Keywords

1 Introduction

Wikipedia is the most substantial encyclopedia freely available on the Web. It has been developed and curated by a large number of users over time and represents the common sense about facts, people and the broadest type of topics currently found on the Web.

One of the outstanding features of Wikipedia is the categorization system used to index its internal content. Very briefly, there are a finite number of top categories that represents the whole Wikipedia content. These top categories, as well as their subcategories, are not fixed and are maintained and curated by Wikipedia users.

The primary purpose of this research is to create a general-purpose classification tool based on Wikipedia Categorization scheme that can categorize text-based content on the Web, for instance, scientific articles, web pages or even posts on social media. At the current stage, it is possible to categorize any textual content in different languages via a web interface or API.

2 Related Work

The depth and coverage of Wikipedia has attracted the attention of many researchers who have used it as a knowledge resource for several tasks, including text categorization [2], predicting document topics [8] and computing semantic relatedness [3, 6, 7].

Halavais and Lackaff [4] quantitatively compared the distribution of 3,000 Wikipedia articles coded into Library of Congress categories with a distribution of published books. They found substantial overlap between Wikipedia categories and topics from other encyclopedias. Kittur [5] demonstrated a simple technique for determining the distribution of topics for articles in Wikipedia, mapping all items to the top categories. The process was based on building the Category Graph of Wikipedia and counting the edges on the shortest paths from the categories of an article to the top categories of Wikipedia. Farina [1] improved this by penalizing edges followed in the wrong direction concerning the hierarchy. Strube and Ponzetto [9] developed a system named WikiRelate!. They used data from Wordnet, Wikipedia, and Google for computing degrees of semantic similarity and reported that Wikipedia outperforms Wordnet. They used different measures for computing semantic relatedness and showed good results with the one based on paths.

3 TagTheWeb - Approach Overview

Our primary goal is to take advantage of the Wikipedia body of knowledge to automatically categorize any text-based content on the Web according to the collective knowledge of Wikipedia contributors. A processing chain to generate a generic categorization was developed based on three steps: (i) Text Annotation; (ii) Categories Extraction; (iii) Fingerprint Generation.

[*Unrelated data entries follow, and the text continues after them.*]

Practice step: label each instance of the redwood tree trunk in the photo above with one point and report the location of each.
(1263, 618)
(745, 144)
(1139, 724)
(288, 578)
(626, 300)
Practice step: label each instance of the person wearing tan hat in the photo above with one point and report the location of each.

As the basis for our approach, we consider the relationships of Wikipedia Categories as a directed graph. Let \(G=(V, E)\) be a graph, where V is the set of nodes representing Wikipedia categories, and E is the set of edges representing the relationships between two categories.

To make it simple to understand, let us illustrate the steps.

3.1 Text Annotation

When dealing with the Web of Documents, we are primarily working with unstructured data, which, in turn, hinders data manipulation and the identification of atomic elements in texts. To alleviate this problem, information extraction (IE) methods, such as Named-Entity Recognition (NER) and name resolution, are employed. These tools automatically extract structured information from unstructured data and link them to external knowledge bases in the Linked Open Data cloud (LOD), which is DBpedia in this case.

For instance, after processing the following Web resource using an IE tool: “I agree with Barack Obama that the whole episode should be investigated.”, the entity “Barack Obama” is annotated, classified as “person” and linked to the DBpedia resource <http://dbpedia.org/resource/Barack_Obama>, where structured information about the entity is available.

3.2 Categories Extraction

Given the entities found in the previous step as a starting point, the categories extraction step begins by traversing the entity relationships to find a more general representation of the entity, i.e., their categories. All categories associated with the entities identified in the source of information are extracted.

For instance, for each extracted and enriched entity in a Web resource, we explore the relationships through the predicate [dcterms:subject], which by definition represents the categories of an entity. In that sense, to retrieve the topics, we use SPARQL query language for RDF over the DBpedia SPARQL, where we navigate up in the DBpedia hierarchy to retrieve broader semantic relations between the entities and its topics.

3.3 Fingerprint Generation

The goal of this step is to assign a set of main topics within Wikipedia Categories to a given web resource.

Our approach consists of navigating in the Category Graph from each category extracted in the previous step towards the top of the graph by all the shortest paths between the category and the main topics.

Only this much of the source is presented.